Intramuros is Latin for “within the walls” and is the historic core of Manila. It also has the nickname the Walled City. Intramuros was the seat of government for the Philippines while under the Spanish Empire. Construction of the walls was started by Spanish colonial government in the late 16th century to protect the city from foreign invasions. The walled city was originally located along the shores of the Manila Bay, south of the entrance to Pasig River. Guarding the old city is Fort Santiago, its citadel located at the mouth of the Pasig River.
During the rebuilding process after World War II, land reclamation, and the construction of the Port of Manila has obscured Intramuros and Fort Santiago from Manila Bay.
The outline of the defensive wall of Intramuros is irregular in shape, following the contours of Manila Bay and the curvature of the Pasig River. An inner moat surrounds the perimeter of the wall and an outer moat surrounds the walls that face the city, with the Pasig River serving as a natural barrier on one side. By the 18th century, the city was totally enclosed.
The double moats that surrounded Intramuros were later deemed unsanitary during the American occupation and were filled in with mud from Manila Bay where the present Port of Manila is now located. The moats were transformed into a municipal golf course by the city.
The main square of the city was Plaza de Roma in front of the Manila Cathedral. The plaza was given its current name in 1961, following the elevation of Rufino Santos to the College of Cardinals of the Roman Catholic Church as the first Filipino cardinal. In recognition of this, the city of Rome reciprocated by subsequently renaming one of its squares Piazzale Manila.
At the center of Plaza de Roma is a monument to Charles IV of Spain which was erected in 1824 in his honor for having sent the first batch of smallpox vaccine to the Philippines.

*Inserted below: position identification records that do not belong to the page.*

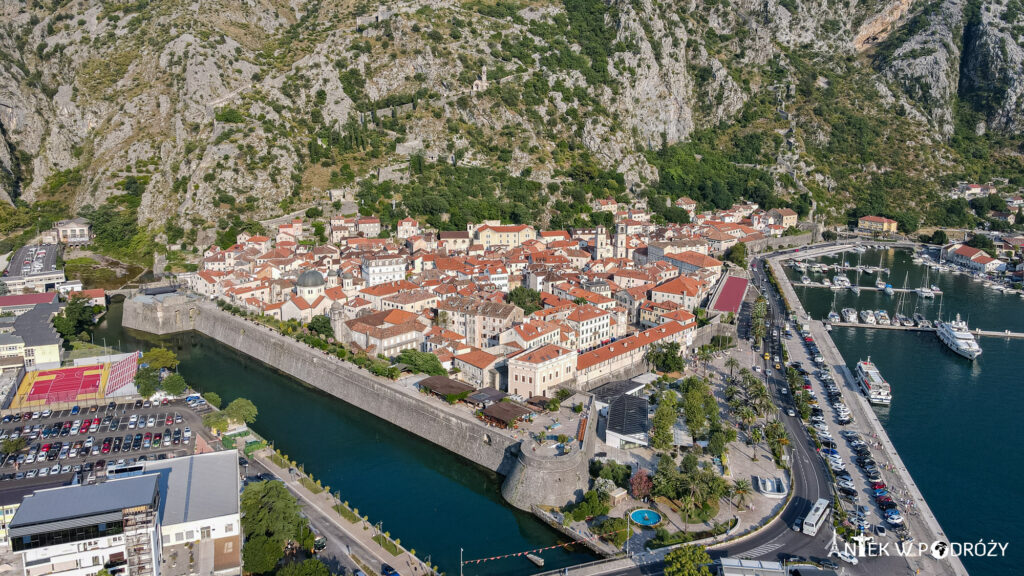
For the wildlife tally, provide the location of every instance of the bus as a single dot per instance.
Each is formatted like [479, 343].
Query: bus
[817, 517]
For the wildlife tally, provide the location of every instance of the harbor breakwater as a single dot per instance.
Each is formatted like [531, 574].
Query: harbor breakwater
[529, 479]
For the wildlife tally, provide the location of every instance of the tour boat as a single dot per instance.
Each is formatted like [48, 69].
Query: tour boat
[875, 386]
[960, 339]
[850, 316]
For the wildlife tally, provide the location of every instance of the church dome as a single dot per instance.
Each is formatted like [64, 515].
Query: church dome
[309, 279]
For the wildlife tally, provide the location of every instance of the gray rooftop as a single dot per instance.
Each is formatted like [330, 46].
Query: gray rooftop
[628, 415]
[196, 488]
[606, 393]
[70, 502]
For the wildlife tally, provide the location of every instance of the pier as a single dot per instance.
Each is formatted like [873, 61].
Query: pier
[924, 525]
[869, 288]
[978, 332]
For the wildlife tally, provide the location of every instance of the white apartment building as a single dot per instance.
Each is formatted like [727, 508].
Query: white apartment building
[380, 270]
[537, 371]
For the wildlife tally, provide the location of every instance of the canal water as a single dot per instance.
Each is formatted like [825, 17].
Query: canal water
[954, 422]
[433, 500]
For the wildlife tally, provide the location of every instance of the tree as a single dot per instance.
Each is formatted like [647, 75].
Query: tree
[742, 492]
[704, 355]
[213, 399]
[146, 381]
[422, 362]
[308, 567]
[528, 300]
[737, 254]
[665, 358]
[687, 561]
[174, 384]
[614, 530]
[216, 420]
[260, 554]
[269, 509]
[159, 359]
[11, 445]
[322, 325]
[664, 420]
[731, 364]
[242, 410]
[641, 484]
[77, 318]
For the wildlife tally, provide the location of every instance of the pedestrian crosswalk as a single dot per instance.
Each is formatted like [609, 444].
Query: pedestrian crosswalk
[760, 551]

A fountain surrounding the monument was subsequently erected in 1886. There are lots of street peddlers around the cathedral and fountain, selling everything from rosaries to edible treats.

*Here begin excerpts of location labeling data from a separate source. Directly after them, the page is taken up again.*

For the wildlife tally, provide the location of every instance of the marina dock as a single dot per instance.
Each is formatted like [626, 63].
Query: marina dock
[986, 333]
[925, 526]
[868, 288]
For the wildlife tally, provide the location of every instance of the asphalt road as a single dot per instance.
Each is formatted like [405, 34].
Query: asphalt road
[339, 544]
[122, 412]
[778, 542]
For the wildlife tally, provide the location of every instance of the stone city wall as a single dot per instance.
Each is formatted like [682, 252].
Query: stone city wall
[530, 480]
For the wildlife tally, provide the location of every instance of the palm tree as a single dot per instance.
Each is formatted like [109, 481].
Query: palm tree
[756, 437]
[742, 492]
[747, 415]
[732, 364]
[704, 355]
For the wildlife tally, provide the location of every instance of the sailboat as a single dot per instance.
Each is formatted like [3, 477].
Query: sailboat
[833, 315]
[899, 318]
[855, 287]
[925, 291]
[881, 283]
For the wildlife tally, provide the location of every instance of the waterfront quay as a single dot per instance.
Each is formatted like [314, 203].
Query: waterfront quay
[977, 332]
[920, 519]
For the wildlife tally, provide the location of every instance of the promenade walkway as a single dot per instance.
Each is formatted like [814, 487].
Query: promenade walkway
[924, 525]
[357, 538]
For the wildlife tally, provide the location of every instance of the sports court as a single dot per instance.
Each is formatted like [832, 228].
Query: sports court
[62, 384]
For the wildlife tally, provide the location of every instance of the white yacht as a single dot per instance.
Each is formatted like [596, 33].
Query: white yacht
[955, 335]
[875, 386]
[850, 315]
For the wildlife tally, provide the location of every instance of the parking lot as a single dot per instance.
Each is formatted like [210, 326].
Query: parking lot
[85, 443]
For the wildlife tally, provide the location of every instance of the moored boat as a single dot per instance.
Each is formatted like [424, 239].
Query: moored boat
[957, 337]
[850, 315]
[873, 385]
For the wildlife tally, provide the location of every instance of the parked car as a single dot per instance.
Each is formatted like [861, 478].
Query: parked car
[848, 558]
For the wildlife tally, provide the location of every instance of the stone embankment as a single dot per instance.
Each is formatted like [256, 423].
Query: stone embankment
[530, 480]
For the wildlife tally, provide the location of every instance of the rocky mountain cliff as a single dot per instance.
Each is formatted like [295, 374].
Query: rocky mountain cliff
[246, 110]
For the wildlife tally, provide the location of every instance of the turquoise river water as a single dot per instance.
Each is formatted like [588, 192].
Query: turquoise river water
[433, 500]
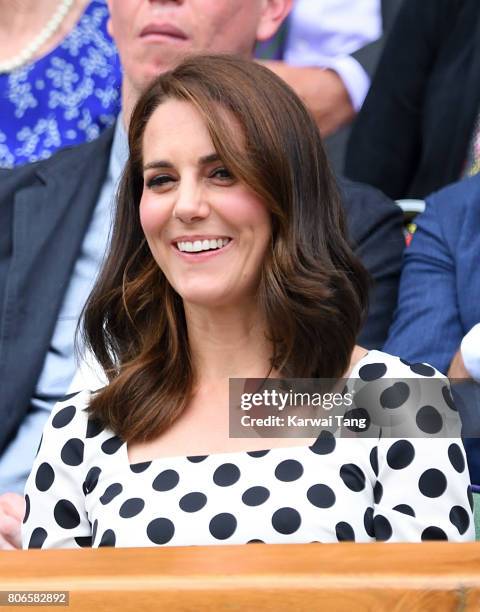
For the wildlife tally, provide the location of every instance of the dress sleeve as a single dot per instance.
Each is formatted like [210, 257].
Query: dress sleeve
[55, 514]
[422, 491]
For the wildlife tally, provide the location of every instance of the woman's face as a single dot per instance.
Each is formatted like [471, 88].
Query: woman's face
[207, 231]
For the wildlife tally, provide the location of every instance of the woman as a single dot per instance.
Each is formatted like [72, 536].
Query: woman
[59, 77]
[228, 259]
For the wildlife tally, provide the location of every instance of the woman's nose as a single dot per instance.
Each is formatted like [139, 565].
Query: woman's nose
[191, 203]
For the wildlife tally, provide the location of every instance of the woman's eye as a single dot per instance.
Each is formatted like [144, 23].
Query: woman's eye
[159, 180]
[222, 174]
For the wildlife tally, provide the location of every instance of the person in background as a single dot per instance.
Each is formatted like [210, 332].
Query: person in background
[418, 129]
[229, 260]
[315, 56]
[466, 361]
[328, 51]
[42, 297]
[60, 76]
[439, 298]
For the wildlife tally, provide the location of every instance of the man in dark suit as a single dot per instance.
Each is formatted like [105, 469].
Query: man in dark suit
[55, 218]
[412, 135]
[439, 300]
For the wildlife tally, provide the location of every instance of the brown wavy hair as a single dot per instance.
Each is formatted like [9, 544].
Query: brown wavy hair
[313, 290]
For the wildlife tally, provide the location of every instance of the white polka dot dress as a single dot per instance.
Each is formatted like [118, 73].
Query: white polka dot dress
[82, 491]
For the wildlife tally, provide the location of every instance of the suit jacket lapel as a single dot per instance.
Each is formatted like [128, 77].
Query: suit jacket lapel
[50, 219]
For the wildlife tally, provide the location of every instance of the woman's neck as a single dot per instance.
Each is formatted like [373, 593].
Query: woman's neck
[22, 20]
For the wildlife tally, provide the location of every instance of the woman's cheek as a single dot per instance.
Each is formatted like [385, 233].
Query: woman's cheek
[152, 218]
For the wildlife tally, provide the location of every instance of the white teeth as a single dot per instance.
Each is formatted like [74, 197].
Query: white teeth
[202, 245]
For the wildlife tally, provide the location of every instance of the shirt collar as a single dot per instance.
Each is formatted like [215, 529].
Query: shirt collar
[119, 152]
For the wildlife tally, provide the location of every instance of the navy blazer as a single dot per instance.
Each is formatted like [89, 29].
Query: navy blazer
[45, 210]
[439, 300]
[412, 134]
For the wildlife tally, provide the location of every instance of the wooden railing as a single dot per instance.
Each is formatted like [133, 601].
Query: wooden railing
[340, 577]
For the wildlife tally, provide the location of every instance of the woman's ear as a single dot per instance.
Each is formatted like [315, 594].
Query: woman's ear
[273, 14]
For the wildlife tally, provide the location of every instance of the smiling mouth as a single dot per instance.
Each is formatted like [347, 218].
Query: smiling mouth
[201, 246]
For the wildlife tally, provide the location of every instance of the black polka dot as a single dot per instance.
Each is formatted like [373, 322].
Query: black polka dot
[63, 417]
[166, 480]
[44, 477]
[68, 396]
[432, 483]
[382, 528]
[193, 502]
[470, 497]
[368, 522]
[255, 496]
[131, 507]
[108, 538]
[321, 496]
[91, 480]
[138, 468]
[456, 457]
[429, 420]
[460, 518]
[405, 509]
[377, 492]
[223, 525]
[111, 492]
[37, 538]
[258, 453]
[400, 454]
[27, 508]
[344, 532]
[286, 520]
[289, 470]
[372, 371]
[324, 444]
[66, 515]
[395, 396]
[353, 477]
[110, 446]
[374, 460]
[422, 369]
[84, 541]
[94, 427]
[447, 396]
[433, 533]
[226, 475]
[160, 531]
[72, 452]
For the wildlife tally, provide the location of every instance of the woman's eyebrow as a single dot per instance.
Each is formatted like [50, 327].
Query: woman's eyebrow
[205, 159]
[157, 164]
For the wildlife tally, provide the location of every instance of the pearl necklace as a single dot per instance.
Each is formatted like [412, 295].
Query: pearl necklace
[26, 54]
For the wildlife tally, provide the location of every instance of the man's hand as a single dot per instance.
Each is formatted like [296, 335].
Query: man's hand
[323, 92]
[12, 511]
[457, 367]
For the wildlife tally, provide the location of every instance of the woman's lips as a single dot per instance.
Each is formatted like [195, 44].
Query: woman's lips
[163, 29]
[201, 255]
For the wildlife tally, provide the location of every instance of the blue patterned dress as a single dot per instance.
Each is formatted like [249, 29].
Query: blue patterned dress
[65, 97]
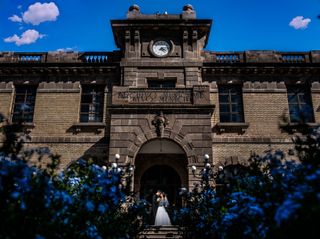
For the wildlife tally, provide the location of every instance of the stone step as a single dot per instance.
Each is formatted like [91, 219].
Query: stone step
[159, 232]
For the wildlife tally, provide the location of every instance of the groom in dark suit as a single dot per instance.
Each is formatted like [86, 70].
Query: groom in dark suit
[155, 204]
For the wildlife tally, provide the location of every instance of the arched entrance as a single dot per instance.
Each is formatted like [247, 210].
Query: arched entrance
[161, 177]
[161, 164]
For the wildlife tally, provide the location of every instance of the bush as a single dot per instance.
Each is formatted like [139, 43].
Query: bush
[84, 201]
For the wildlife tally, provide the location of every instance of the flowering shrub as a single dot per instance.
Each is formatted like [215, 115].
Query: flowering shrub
[271, 197]
[84, 201]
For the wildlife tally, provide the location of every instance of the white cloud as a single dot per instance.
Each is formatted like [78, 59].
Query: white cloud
[67, 49]
[38, 13]
[299, 22]
[28, 37]
[15, 18]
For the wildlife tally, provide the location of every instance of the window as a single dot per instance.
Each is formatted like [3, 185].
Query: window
[24, 101]
[300, 104]
[230, 103]
[161, 84]
[92, 104]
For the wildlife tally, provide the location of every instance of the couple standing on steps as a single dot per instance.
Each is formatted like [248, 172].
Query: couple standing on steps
[159, 205]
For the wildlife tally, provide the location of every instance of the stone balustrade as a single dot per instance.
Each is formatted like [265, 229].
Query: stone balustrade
[260, 56]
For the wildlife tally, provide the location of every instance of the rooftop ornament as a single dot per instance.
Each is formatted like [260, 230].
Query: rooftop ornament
[188, 12]
[188, 8]
[134, 8]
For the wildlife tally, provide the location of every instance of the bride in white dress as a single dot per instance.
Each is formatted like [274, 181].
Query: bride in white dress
[162, 217]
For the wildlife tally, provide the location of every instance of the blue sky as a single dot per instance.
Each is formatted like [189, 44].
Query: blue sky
[84, 25]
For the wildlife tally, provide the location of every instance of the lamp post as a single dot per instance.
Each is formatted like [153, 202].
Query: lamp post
[207, 174]
[126, 172]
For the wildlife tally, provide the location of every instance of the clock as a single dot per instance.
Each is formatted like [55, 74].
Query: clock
[161, 48]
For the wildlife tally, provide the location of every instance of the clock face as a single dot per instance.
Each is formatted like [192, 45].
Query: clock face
[161, 48]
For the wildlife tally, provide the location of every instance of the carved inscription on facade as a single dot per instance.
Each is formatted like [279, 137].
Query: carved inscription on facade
[157, 96]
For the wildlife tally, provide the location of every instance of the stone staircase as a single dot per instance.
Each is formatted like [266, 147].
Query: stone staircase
[159, 232]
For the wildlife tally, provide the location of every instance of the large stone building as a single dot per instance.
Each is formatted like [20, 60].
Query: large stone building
[161, 101]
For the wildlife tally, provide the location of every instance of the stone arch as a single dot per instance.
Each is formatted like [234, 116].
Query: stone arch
[160, 153]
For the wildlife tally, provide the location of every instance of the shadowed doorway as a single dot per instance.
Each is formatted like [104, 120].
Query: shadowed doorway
[161, 164]
[164, 178]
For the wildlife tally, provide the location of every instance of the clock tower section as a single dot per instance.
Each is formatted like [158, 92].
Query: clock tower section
[160, 112]
[161, 47]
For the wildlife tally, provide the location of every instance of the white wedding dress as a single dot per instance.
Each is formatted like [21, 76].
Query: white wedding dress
[162, 217]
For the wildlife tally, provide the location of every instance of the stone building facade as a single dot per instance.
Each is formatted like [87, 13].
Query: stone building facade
[161, 101]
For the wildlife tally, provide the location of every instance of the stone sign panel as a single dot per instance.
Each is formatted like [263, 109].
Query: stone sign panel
[196, 95]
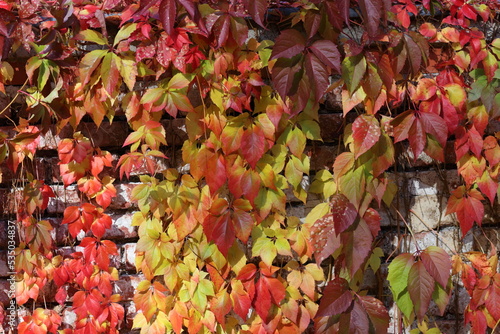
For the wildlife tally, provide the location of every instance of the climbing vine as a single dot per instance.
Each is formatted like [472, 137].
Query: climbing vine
[217, 248]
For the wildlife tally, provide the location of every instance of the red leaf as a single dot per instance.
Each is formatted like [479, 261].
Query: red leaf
[324, 240]
[242, 220]
[257, 9]
[488, 186]
[377, 313]
[372, 219]
[318, 75]
[414, 54]
[241, 300]
[289, 43]
[402, 125]
[358, 245]
[217, 176]
[493, 301]
[371, 11]
[283, 74]
[477, 319]
[253, 145]
[222, 27]
[434, 125]
[359, 322]
[343, 213]
[337, 298]
[366, 132]
[269, 290]
[328, 53]
[467, 206]
[61, 295]
[220, 230]
[168, 14]
[437, 263]
[110, 73]
[417, 138]
[420, 287]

The Manila Cathedral is one of the two remaining churches, out of the original eight, that were located within the walls of Intramuros. San Agustin Church, the oldest building in Manila completed in 1607, is the other.
During the Japanese occupation of the Philippines during World War II, San Agustin Church was turned into a concentration camp for prisoners. The church survived the flattening of Intramuros by combined American and Filipino ground forces in May, 1945 with only its roof damaged, the only one of the seven churches in the walled city at that time to remain standing. The Manila Cathedral was later rebuilt in the 1950’s.

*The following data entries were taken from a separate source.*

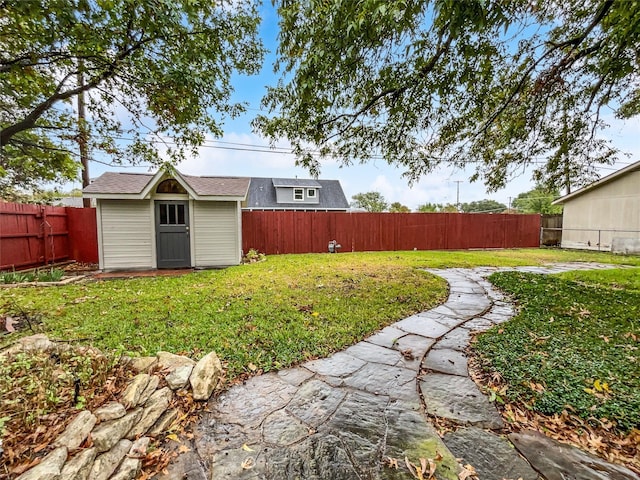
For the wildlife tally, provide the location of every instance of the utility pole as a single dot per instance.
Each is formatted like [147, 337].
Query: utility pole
[458, 182]
[82, 136]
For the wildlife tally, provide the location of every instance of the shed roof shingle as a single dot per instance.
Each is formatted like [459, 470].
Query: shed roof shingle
[134, 183]
[114, 182]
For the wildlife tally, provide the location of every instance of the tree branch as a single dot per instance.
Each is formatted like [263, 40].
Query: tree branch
[569, 59]
[396, 92]
[29, 121]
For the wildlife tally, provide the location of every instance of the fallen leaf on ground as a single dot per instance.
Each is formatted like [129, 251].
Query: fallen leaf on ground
[468, 472]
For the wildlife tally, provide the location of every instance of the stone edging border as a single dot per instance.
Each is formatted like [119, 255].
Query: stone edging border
[120, 431]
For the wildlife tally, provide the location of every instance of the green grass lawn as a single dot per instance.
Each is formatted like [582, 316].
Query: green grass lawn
[265, 316]
[574, 345]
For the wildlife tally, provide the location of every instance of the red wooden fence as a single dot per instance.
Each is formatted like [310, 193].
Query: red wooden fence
[33, 235]
[277, 232]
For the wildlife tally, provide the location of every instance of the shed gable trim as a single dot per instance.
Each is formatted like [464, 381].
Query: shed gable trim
[162, 175]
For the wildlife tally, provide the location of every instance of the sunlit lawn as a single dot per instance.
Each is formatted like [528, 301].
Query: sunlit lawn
[265, 316]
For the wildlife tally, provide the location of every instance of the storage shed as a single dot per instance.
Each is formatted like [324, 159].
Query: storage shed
[604, 215]
[168, 220]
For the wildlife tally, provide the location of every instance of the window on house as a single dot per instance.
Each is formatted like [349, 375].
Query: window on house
[171, 214]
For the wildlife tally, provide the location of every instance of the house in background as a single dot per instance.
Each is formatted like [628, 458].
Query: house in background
[295, 194]
[604, 215]
[167, 220]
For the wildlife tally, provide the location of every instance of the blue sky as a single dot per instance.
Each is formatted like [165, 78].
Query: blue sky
[232, 155]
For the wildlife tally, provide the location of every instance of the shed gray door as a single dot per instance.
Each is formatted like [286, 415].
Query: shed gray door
[172, 234]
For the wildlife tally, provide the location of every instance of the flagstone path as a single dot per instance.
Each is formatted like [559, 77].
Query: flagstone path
[360, 412]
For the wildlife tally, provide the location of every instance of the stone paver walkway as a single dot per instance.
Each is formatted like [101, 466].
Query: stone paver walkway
[352, 415]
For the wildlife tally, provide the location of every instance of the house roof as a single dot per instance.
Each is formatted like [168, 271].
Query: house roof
[138, 185]
[598, 183]
[262, 195]
[295, 182]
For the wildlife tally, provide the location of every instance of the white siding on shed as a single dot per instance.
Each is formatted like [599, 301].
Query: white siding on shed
[216, 234]
[593, 219]
[127, 228]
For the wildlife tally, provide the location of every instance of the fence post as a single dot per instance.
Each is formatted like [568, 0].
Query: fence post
[44, 232]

Intramuros was the center of large educational institutions in the country and is still home to one of the oldest educational institutions in the Philippines, the Colegio de San Juan de Letran founded in 1620, rebuilding its campus in the same location after its destruction during the war.
A total of four foreign flags have been flown over Intramuros; the Spanish(1571-1898), the British(1762-1764), the American(1898-1946) and the Japanese(1942-1945). You can see the way each occupation has affected the area, and how it’s created a unique and diverse culture.
When visiting Manila, be sure to go explore Intramuros for yourself. It’s not far from the airport, so you can check it out on an extended layover(like me) or come and make an adventure out of it!
Here are a few tips you may be able to use while exploring Intramuros.
1. There is a small entry fee to enter Intramuros, which goes towards the upkeep and rehabilitation of the area.
2. If you’re interested in playing golf on the course, here is a link to the club’s Facebook page. It’s a short, but challenging course.
3. There are quite a few events that happen throughout the year within Intramuros. For more info, click here.
4. Be safe and don’t hesitate to ask for help. Be sure to prepare adequately before heading out. And above all, have fun!